The accumulated errors of past Egyptian governments simply are too big for the West to manage within acceptable parameters. Egypt's external financing needs are impossible to estimate, because the main unknown is the volume of remittances that Egyptians working abroad send home to their families. The exploding trade deficit and shrinking tourism numbers, though, suggest that the financing requirement will be closer to $20 billion a year than to $10 billion a year, over multiple years. Bloomberg News Jan. 24 estimated that the country's external financing requirement would reach $22 billion in 2013. Egypt's deficits are structural rather than cyclical. Given budget constraints in all Western countries, and the undisguised hostility of the Gulf States to the Muslim Brotherhood, it seems fanciful to imagine that Egypt's donors will find $50 or $60 billion to support the Cairo regime over the next three years.

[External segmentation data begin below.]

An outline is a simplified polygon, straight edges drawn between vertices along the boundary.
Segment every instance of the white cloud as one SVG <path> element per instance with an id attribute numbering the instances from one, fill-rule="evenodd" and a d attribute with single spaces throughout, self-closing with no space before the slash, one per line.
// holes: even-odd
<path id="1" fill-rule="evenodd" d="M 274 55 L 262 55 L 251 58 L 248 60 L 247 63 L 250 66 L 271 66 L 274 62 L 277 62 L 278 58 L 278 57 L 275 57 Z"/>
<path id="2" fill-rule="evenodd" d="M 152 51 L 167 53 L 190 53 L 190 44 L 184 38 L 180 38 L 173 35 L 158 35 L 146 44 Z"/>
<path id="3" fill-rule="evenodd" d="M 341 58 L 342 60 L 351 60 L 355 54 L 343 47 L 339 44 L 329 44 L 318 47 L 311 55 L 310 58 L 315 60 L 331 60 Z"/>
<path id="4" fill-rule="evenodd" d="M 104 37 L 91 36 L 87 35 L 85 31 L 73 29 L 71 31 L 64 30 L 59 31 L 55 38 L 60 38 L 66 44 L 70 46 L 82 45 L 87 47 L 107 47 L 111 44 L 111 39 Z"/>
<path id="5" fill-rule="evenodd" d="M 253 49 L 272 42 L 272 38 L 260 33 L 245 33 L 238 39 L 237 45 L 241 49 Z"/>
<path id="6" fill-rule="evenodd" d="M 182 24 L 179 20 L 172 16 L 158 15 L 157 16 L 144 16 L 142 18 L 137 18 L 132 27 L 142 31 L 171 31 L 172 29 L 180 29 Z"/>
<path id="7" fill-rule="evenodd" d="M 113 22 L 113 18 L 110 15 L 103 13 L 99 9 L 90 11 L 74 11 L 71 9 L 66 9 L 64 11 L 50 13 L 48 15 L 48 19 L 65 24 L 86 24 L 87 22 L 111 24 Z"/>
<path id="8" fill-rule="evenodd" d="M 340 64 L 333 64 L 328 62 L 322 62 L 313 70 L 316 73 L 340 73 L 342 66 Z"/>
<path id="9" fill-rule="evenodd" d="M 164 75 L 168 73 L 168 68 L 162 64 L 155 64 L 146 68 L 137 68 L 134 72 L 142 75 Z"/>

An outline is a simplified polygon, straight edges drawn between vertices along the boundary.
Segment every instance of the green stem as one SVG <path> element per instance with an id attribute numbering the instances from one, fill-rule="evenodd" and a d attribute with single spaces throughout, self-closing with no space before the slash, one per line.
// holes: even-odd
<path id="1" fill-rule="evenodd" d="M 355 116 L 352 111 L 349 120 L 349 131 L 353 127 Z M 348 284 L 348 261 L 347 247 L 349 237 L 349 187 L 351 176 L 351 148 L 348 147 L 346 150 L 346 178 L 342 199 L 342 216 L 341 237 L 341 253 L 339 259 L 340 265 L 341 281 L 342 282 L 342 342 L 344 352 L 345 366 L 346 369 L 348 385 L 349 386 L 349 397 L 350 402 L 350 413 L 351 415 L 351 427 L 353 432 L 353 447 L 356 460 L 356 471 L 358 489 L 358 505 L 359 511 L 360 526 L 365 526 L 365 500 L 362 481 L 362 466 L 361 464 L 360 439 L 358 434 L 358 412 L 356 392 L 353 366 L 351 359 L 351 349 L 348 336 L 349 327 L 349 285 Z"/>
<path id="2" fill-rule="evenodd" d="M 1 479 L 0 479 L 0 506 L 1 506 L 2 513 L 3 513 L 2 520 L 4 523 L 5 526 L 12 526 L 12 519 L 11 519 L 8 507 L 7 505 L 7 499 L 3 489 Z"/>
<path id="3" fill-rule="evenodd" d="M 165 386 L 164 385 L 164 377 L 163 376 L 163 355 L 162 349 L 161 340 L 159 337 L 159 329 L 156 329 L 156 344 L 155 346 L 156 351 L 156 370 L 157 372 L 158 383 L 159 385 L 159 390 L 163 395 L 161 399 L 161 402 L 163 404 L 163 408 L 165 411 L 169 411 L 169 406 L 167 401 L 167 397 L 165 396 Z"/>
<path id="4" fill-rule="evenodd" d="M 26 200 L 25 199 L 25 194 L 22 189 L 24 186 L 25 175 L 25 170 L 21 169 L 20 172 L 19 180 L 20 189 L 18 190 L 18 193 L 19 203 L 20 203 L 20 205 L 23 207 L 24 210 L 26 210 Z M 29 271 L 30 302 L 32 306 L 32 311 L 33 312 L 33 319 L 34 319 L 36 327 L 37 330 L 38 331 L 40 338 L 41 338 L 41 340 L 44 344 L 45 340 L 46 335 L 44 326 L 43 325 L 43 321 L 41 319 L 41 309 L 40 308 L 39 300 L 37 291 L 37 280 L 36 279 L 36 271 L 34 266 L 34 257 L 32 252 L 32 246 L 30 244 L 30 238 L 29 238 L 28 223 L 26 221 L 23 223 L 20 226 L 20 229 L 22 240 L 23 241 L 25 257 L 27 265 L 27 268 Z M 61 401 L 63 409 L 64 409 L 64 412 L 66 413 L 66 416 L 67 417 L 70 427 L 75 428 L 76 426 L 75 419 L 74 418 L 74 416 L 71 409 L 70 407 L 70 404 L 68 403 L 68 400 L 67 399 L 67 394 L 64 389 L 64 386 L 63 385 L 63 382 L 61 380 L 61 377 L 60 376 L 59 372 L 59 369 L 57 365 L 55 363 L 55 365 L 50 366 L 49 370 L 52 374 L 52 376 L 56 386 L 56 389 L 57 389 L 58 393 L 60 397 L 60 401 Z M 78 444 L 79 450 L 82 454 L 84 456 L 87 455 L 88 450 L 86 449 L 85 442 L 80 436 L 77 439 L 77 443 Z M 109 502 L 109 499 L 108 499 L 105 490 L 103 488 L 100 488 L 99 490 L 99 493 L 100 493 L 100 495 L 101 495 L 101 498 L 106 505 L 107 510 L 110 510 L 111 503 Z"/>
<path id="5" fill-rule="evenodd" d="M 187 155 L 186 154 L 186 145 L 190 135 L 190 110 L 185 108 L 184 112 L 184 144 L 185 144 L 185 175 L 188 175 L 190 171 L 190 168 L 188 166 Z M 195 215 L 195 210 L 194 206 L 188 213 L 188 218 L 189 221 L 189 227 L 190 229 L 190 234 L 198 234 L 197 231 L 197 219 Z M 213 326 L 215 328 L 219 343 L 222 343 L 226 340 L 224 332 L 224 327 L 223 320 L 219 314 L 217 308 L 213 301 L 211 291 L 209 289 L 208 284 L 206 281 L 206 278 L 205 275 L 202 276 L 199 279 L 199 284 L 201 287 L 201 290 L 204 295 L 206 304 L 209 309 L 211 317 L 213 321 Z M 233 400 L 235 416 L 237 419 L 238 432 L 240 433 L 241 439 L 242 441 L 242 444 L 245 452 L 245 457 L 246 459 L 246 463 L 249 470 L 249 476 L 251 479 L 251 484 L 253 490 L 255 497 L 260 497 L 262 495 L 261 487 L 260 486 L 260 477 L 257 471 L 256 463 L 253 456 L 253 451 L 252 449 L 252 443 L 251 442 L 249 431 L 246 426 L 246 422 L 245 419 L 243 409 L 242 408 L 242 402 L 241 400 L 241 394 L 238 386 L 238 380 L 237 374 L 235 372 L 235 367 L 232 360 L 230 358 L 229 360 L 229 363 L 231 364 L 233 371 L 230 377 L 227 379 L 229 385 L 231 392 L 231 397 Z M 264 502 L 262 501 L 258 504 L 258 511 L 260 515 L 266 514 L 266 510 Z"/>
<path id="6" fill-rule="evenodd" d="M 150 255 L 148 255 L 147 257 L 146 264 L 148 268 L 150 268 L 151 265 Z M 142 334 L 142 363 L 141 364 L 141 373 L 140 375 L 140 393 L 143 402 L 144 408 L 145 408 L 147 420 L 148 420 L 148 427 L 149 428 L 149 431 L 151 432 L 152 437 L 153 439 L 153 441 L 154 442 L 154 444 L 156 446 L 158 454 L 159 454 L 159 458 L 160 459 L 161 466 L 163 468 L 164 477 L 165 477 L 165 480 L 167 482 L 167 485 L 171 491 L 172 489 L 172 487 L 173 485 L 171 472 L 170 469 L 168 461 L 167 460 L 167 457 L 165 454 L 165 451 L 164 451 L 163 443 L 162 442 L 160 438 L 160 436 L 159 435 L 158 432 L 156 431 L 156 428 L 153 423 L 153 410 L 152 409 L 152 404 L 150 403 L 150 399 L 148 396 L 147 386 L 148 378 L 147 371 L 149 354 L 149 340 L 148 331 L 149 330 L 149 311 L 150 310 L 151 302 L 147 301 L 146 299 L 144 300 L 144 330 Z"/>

One way for American policymakers to abnegate responsibility for Egypt is to put the onus on the Egyptian government. In effect, Egypt's donors are asking Egypt to undertake extremely painful austerity measures by democratic means, requiring Egyptian voters to accept extreme privation voluntarily. If the United States holds Egypt to a high standard of democratic practice, the Morsi government is likely to fail the test, and give America a good reason to distance itself from Egypt's problems.
As Sen. McCain declared in Cairo Jan. 17, "America's ability to continue our partnership with Egypt, to maintain our assistance to Egypt, to get greater American and foreign investment into Egypt, and to build international support for Egypt - all of this ultimately depends on the progress of democracy in Egypt. Not just the outcome of elections, or the election of one person or group or another, but on the construction of an inclusive political system, based on the rule of law, that respects the rights of all Egyptian citizens, reforms and grows the Egyptian economy, and upholds Egypt's international agreements."
American planners need to develop contingencies if Egypt becomes a failed state. Providing upgraded F-16s fighter jets and M-1 Abrams tanks to Egypt does not seem an appropriate step at this juncture. In the event that Gen. al-Sisi's warnings were to be realized, the risk of internal conflicts spilling across Egypt's borders would become an urgent concern for the United States. The effects of an Egypt state failure might include:
The departure of large numbers of economic refugees departing for southern Europe;
Destabilization of Egypt's borders with Sudan and Libya;
The acquisition of sophisticated Egyptian armed forces weapons by terrorists in Gaza or the Sinai;
Closure of the Suez Canal; and
Agitation among the more than two million Egyptian foreign workers in Jordan and the Gulf States.
While it is relatively easy to find the right rhetoric for disengagement from Egypt, the fact of the matter is that the Obama administration has put all of its eggs in Mohammed Morsi's basket. If the authority of the Morsi government were to fail, American planners would have to consider urgent alternatives to prevent the Egyptian crisis from destabilizing the whole region. We will address this issue in more detail shortly.